All Kate and Peter wanted to do was
remodel their ancient kitchen and
build on a family room. They saved
and borrowed, got their permits, and
hired a contractor. The construction
was over after just five dusty
months, but the legal headaches were
just beginning.
It turned out that the contractor
hadn't paid the lumberyard thousands
of dollars for the lumber, doors,
and windows used in the new family
room. The lumberyard recorded a lien
on Kate and Peter's house and
threatened to file a lawsuit to
force the sale of the house. Kate
and Peter had already paid the
contractor and had no money left
over to pay again.
Suddenly they were faced with the
possibility of losing the house
they'd worked so hard to improve.
Kate and Peter were blindsided by
what's known as a mechanic’s lien.

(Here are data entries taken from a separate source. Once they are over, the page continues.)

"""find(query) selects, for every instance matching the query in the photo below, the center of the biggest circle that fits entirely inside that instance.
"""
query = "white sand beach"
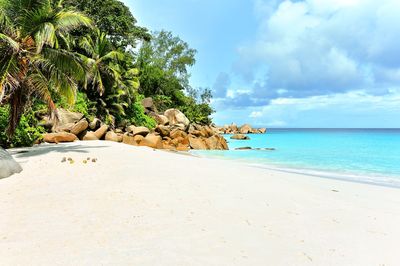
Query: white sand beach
(139, 206)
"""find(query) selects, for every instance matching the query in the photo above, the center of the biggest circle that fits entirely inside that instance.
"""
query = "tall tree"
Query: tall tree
(112, 79)
(164, 63)
(32, 61)
(113, 18)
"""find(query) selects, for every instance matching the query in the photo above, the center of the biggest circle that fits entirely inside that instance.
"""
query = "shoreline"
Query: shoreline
(314, 172)
(137, 205)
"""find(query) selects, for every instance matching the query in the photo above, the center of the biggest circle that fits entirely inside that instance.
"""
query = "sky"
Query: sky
(298, 63)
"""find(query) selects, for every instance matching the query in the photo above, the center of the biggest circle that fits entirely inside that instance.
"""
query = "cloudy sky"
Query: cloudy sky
(310, 63)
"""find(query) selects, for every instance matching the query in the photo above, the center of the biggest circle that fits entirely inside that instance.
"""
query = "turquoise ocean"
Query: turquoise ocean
(361, 155)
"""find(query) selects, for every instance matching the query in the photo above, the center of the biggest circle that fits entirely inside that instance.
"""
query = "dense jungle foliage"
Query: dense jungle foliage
(90, 57)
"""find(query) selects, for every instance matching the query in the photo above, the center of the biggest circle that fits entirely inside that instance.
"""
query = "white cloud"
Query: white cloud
(255, 114)
(321, 47)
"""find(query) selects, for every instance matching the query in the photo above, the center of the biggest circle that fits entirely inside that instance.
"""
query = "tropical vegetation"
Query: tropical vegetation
(90, 57)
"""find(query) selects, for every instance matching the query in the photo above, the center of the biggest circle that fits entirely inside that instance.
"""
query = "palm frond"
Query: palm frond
(45, 35)
(69, 20)
(9, 42)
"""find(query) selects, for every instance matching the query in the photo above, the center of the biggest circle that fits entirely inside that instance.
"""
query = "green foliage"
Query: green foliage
(113, 18)
(164, 64)
(52, 55)
(33, 61)
(26, 133)
(82, 105)
(136, 115)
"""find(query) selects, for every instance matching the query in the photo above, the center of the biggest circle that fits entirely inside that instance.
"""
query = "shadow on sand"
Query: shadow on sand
(58, 148)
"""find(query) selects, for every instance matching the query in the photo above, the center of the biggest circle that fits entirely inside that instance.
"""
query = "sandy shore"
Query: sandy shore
(137, 206)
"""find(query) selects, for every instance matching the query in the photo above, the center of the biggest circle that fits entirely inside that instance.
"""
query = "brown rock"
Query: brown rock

A
mechanic’s lien has nothing to do
with mechanics in the usual sense.
It's a legal claim against property
being improved, and it can be filed
by anyone who provides materials or
does work on the project and doesn't
get paid. The property itself
becomes responsible for the debt,
and the people who are owed money
can force its sale at auction if
something isn't worked out.
The Rationale of Mechanic's Liens
Most homeowners, like Kate and
Peter, are shocked when they find
out that they might still end up
owing laborers, carpenters,
electricians, materials suppliers,
or equipment lessors, even if they
pay the contractor in full. But
that's the law. The whole point of
the mechanic’s lien procedure is to
make the improved property the
ultimate guarantor of payment for
all contributors to the project. It
dramatically turns the economic
tables by shifting the burden of
proof on the question of payment
from workers and suppliers to the
property owners themselves.
Basically, state law is more
concerned about those who provide
labor or materials to an improvement
project without getting paid than it
is about the possibility of the
owner having to pay twice for the
same work. After all, the owner can
turn around and sue the contractor
(or subcontractor or supplier) to
recover the funds. But that's
another story.
How They Work
Here, generally, is how mechanic’s
liens work. First, a contributor (a
supplier or subcontractor) who does
not contract directly with the
homeowner must provide the homeowner
with fair notice that describes the
goods or services that are being
contributed. The notice must
typically be delivered within 20-30
days of when the goods and services
were first contributed.
A 20-Day Notice Is Not a Lien
You'll probably receive notices from
suppliers and subcontractors that
contract with the general contractor
to work on your house. This notice
is not a lien; it is an
informational notice that's useful
to you because it gives you contact
information for subcontractors and
suppliers so you can check in with
them at the end of the construction
process to make sure they've been
paid.
If the contributor isn't paid after
work is begun or the materials are
supplied, then the contributor files
a document called a "claim of
mechanic’s lien" at the county
recorder's office for the county
where the real estate is located.
The contributor then has a period of
time -- typically between 60 days
and six months -- in which he or she
can either work out the payment
problem or file an action against
the owner to enforce the lien, which
may ultimately lead to the property
being sold at auction. If the
enforcement action isn't filed by
the statutory deadline, the lien
becomes invalid.
Home Improvement: How to Avoid
Paying Twice
As it turns out, mechanic’s lien
enforcement lawsuits are seldom
filed within the mandatory period,
which should mean that the lien has
no further effect. Even so, an old
lien on a property can negatively
impact the owner’s ability to sell
the property because many title
insurance companies will refuse to
clear title when the property is
sold unless the lien is
affirmatively removed, either by a
release from the lien claimant or by
court order. Fortunately, in most
states, getting a court order is
simple and straightforward when it
is clear that the mechanic’s lien
claimant blew the enforcement action
filing deadline.
Heading Off Problems
There are some steps that an owner
can take -- both before and during
an improvement project -- to protect
against this type of horror show.
The main idea is to make sure that
everyone is paid. One approach is to
not rely on the general contractor
to pay off the subcontractors and
materials suppliers. Instead, the
owner can write a number of checks,
each check being jointly made out to
the general contractor and to a
particular subcontractor or to a
subcontractor and a materials
provider. The idea here is that the
check may be cashed only if the
ultimate beneficiary endorses it,
which will help assure payment and
eliminate the risk of a mechanic’s
lien. This is a common procedure,
especially near or at the very end
of a project. In California, see A
Homeowner's Guide to Preventing
Mechanic's Liens at
www.cslb.ca.gov/services/guides.asp.
One should consult with a qualified
real estate professional prior to
implementing real estate strategies.